John's witty reply died in his mouth. Chel looked up at his
silence from her note-taking.
He straightened up. "My name is John Boss the 34th."
She returned to her notepad. "Age and date of birth?"
He searched the roof for an answer. "35 years
old...um...sometime around Sun's End, 1979."
"I paid a hundred and fifty silvers for five minutes in here.
Don't waste my time."
Boss smiled at her. "Why would I lie to you, Chel? What makes
you think you're worth lying to?"
“Sun’s End 1979 would make you 235 years old."
“I look good for it, too."
"Next question: Where did you come from? Who was your original
owner?"
"I come from Collisterra, and I have no owner."
"Well you do now."
John sauntered over to the cage's door. "And who, pray tell, has
laid claim to this fine slice of ass?"
"Things have long been cosy between the CPD and the Dryadoran
Amphitheatre. After our first meeting I got buried under
incident report sheets and when I got back, you'd been sold off
for...god knows how much."
"Is that what police officers do nowadays? Sell those in custody
to fight and die for silver?"
She slapped the notebook shut, and slotted the pen into the
binder rings at the top. "It keeps the lights on," she said
flatly, as light bulbs dangling from black wires flickered above
her.
John laughed through his nose. "That always happens at the most
convenient times." He widened his eyes and put on a silly voice.
"It's as if the universe is trying to tell us something."
She folded her arms, leaning against a dirty wall. "So, are you
going to give me anything, or will I just get my money back by
betting against you in the show?"
"Answer my questions, I’ll answer yours."
"Fine."
"Why are the lights flickering?"
"How should I fucking know?

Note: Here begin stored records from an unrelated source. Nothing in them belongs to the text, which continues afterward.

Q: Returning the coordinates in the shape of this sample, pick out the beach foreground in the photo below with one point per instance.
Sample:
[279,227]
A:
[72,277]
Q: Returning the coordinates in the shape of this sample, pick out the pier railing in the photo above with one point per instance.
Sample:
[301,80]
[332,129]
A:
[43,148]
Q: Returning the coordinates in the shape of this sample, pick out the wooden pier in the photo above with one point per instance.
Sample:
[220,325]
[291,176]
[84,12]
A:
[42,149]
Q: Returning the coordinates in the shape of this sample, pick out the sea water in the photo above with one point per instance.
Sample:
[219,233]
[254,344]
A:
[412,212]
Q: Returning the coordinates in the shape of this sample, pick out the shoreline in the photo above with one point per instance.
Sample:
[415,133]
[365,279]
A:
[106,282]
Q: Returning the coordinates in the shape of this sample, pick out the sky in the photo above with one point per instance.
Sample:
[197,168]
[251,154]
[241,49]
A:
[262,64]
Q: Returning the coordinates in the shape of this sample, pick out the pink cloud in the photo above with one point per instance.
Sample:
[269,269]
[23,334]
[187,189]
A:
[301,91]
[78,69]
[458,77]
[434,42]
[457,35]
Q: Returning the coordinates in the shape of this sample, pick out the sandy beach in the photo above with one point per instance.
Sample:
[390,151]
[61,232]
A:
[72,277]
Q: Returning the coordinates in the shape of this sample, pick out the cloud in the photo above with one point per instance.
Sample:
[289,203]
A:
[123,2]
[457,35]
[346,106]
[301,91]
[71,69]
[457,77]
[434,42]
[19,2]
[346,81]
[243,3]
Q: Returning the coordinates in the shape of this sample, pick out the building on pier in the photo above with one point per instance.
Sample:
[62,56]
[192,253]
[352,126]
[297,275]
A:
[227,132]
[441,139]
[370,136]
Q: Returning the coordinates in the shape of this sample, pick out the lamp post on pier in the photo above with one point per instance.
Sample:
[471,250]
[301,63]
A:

Maybe they just don't particularly
care about properly lighting this backdoor shitpit?"
"But it's not just here, is it? It's the police station, it's
the whole city, for months."
She laughed off his seriousness. "You just told me you're a
peasant from 200 years ago. You shouldn't even know what light
bulbs are!"
"Light goes on, light in the room. Light goes off, no light in
the room. It's a simple enough concept to grasp. Why are they
flickering?"
She exhaled with frustration. "It's not just the lights, it's
everything: computers, trains, hospitals; entire districts go
dark for about a minute at a time. Radio says it's everything
from trees falling on power lines to solar flares to terrorists
sapping our electricity into batteries to last them the week."
Boss sprung off the door with his shoulder, pacing around the
cage in thought. "And what is it these terrorists want,
exactly?"
"Oh, you know, just the complete destruction of our society and
everything it stands for."
"But what DOES your society stand for? What do YOU stand for,
Chel Hagar?"
"I keep people safe."
Boss spun around to face her, grinning with some vague malice.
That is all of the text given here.